India’s commerce ministry is reported to be considering a proposal to introduce a Utility Model for patents in the country as a new tool for granting intellectual property rights. The Utility Model is a framework for providing limited protection to those innovations which may not meet the standards of the Patents Act but are still commercially exploitable and socially relevant. The Department of Industrial Policy & Promotion under the commerce ministry floated a discussion paper on the utility model of IP protection in India a few weeks ago. The requirements for obtaining a utility model protection for a product are less stringent than what is required for a patent with the test of inventive step being absent. And the applications for the utility model of patents need not necessarily be accompanied with substantive examination. It seems that the MNC lobby is behind this new initiative by the government so as to dilute the effectiveness of the revised Patent Act. The Section 3(d) of the Indian Patent Act, amended six years ago, has already prohibited patenting of insignificant or minor improvements of known compounds. The Section has also given opportunity to anyone to object a patent before and after it is granted. It is this crucial section of the amended Patent Act that has prevented pharmaceutical companies from obtaining patents in India for pharmaceutical substances that are not actual inventions such as combinations or minor modifications of formulations of known compounds.

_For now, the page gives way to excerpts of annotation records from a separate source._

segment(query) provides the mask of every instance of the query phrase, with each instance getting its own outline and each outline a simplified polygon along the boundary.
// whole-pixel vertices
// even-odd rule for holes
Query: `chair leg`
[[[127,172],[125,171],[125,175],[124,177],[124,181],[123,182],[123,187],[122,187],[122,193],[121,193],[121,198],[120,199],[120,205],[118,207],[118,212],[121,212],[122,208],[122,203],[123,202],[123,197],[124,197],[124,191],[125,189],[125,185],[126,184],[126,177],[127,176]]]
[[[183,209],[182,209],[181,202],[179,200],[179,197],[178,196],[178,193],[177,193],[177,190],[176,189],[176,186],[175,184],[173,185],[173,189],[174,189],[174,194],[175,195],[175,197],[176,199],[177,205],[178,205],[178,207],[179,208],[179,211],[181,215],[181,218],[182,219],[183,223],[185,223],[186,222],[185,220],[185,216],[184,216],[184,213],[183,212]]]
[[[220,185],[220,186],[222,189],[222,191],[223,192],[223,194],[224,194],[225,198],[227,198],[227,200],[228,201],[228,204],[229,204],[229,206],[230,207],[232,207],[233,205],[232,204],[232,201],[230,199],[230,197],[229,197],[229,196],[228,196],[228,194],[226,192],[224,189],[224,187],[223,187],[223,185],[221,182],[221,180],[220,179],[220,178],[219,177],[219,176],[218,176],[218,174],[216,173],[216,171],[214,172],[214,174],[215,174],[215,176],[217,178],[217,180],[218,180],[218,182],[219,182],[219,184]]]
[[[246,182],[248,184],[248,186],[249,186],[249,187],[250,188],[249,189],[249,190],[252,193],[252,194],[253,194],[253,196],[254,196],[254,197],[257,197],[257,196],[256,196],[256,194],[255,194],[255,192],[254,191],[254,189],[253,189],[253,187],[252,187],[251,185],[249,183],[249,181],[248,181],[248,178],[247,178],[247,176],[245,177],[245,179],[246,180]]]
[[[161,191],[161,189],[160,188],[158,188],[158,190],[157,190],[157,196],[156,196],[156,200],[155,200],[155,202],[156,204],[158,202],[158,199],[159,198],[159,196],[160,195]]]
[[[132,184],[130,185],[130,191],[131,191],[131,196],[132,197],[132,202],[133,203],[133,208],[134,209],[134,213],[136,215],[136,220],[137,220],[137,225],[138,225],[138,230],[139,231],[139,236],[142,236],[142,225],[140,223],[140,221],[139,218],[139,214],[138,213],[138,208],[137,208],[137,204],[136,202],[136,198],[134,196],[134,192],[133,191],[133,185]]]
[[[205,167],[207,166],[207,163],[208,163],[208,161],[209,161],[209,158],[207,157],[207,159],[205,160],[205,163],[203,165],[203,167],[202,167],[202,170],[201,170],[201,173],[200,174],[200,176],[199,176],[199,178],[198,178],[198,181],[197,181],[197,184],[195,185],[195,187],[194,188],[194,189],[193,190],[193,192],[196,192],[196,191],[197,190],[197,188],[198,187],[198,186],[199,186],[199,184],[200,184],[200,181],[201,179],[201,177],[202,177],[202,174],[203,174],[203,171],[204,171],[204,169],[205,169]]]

Frivolous patent filings are done by the companies to prevent and delay generic competition that could lead to lower prices and thus greater access to essential medicines. There is no doubt that granting patent protection for pharmaceutical substances involving only incremental innovation is against the public interest as such research does not involve any huge expenditure or time line unlike in the case of a new molecule. A 20 years market exclusivity for any incremental innovation cannot be justified as powerful pharma companies charge any price for such products by strongly promoting them at the cost of patients. Currently, there is no price control on patented products world over. Take the case of Glivec, the high priced anti cancer drug of Novartis. Dispute on its patentability is on for the last more than five years. Although it is a clear case of incremental innovation, Novartis is not willing to give up its claim for patent and now it has approached Supreme Court. Since the amended Patent Act was notified in 2005, there are several where patent applications are being opposed by generic companies on patentability. Considering these facts, any move by the MNC lobby to influence the commerce ministry to circumvent the Section 3(d) has to be resisted. Doha declaration on TRIPS agreement and public health had confirmed the flexibilities allowed to WTO members to define patentability in the national laws.